Each DHS Component is responsible for maintaining an accurate, up to date description of its data assets within the Data Asset Catalog under DHS policy, and as documented in the Enterprise Data Management Concept of Operations. Progress on this initiative has been captured for the past three years on the Enterprise Data Management Scorecard, which is presented quarterly to the DHS CIO Council.
The DHS Data Asset Catalog currently includes approximately 900 data assets of an overall total of approximately 1,200 data assets. The majority of the remaining 300 data assets will be included in the catalog in Fiscal Year 2011 through continued support of the Data Management Working Group.
The information in the Data Asset Catalog includes security classification, privacy sensitivity, and handling restrictions such as For Official Use Only, Law Enforcement Sensitive, Special Security Information and other types of Controlled But Unclassified categories including non-government restrictions such as data protected by trade agreements or those to protect intellectual propriety of our private sector partners. Because of its homeland security and national security missions, the categorization of the Data Asset Catalog shows that only 5 percent of the 900 data assets contain data that is releasable to the general public.
Institutionalizing data dissemination to the public and creating a culture for Open Government includes putting into place a process where each data asset owner within the Components will review each data asset and identify potential candidate datasets which could be served to the public via Data.gov. This will be added to the Enterprise Data Management Scorecard in the 2011 timeframe.

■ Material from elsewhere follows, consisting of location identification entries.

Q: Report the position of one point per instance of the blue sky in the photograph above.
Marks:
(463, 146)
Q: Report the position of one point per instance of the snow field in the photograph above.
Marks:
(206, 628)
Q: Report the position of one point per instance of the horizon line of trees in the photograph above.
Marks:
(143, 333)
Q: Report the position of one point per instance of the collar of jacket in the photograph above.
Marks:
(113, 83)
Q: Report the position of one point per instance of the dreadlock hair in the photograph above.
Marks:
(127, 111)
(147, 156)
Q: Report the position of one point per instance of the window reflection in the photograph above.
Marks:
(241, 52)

In this process, the data owners will specify the broadest allowable scope for dissemination of the candidate dataset – the general public, private sector partners, state and local government, other federal government, and other DHS organizations. This list of potential candidate datasets for dissemination to the public will be put through the Department’s Open Government Initiative review process to address legal, financial, privacy and security concerns with release ability, which will result in the publishing of publicly releasable data.
Of the 900 data assets, approximately one third have been reviewed, resulting in a list of 75 candidate datasets in the process of review.
The Department nominated a set of high value datasets as candidates for publication on Data.gov. These candidate datasets were initially the primary focus and the starting point for identification of the DHS candidate pipeline. They provided an example of the kind of Department information that would be considered high value that could guide the Components in targeting additional candidates.
Components and programs self-nominated datasets they could contribute. Suggestions have also been received from the Data Management Working Group. The Department identified data that is already published by the Department through component websites, which can be provided in a more open, usable format. The Department has established a site on the DHS intranet where DHS employees can view the pipeline and make additional suggestions.
Most importantly, suggestions are provided by the general public through the Data.gov public forum. These suggestions are provided to DHS through the Data.gov project management office. When suggestions for information are deemed to be too sensitive for release are received, Components strive to see if the data can be modified such that it is releasable and still useful.
The Department identifies potential sources for the candidate datasets and collects some high level information to determine whether or not the dataset is eligible for release. This high level summary answers four basic questions:
- What is the data in the submission?
- How is it generated?
- How can the data be used?
- What data types will be in the dataset?
The Department works with the organization that maintains the source system for the data to determine the level of effort that would be required to produce the dataset.
The Department is also working with the Components, the Data Management Working Group, and the Open Government Working Group to establish Data.gov candidate submission and review processes within the Components.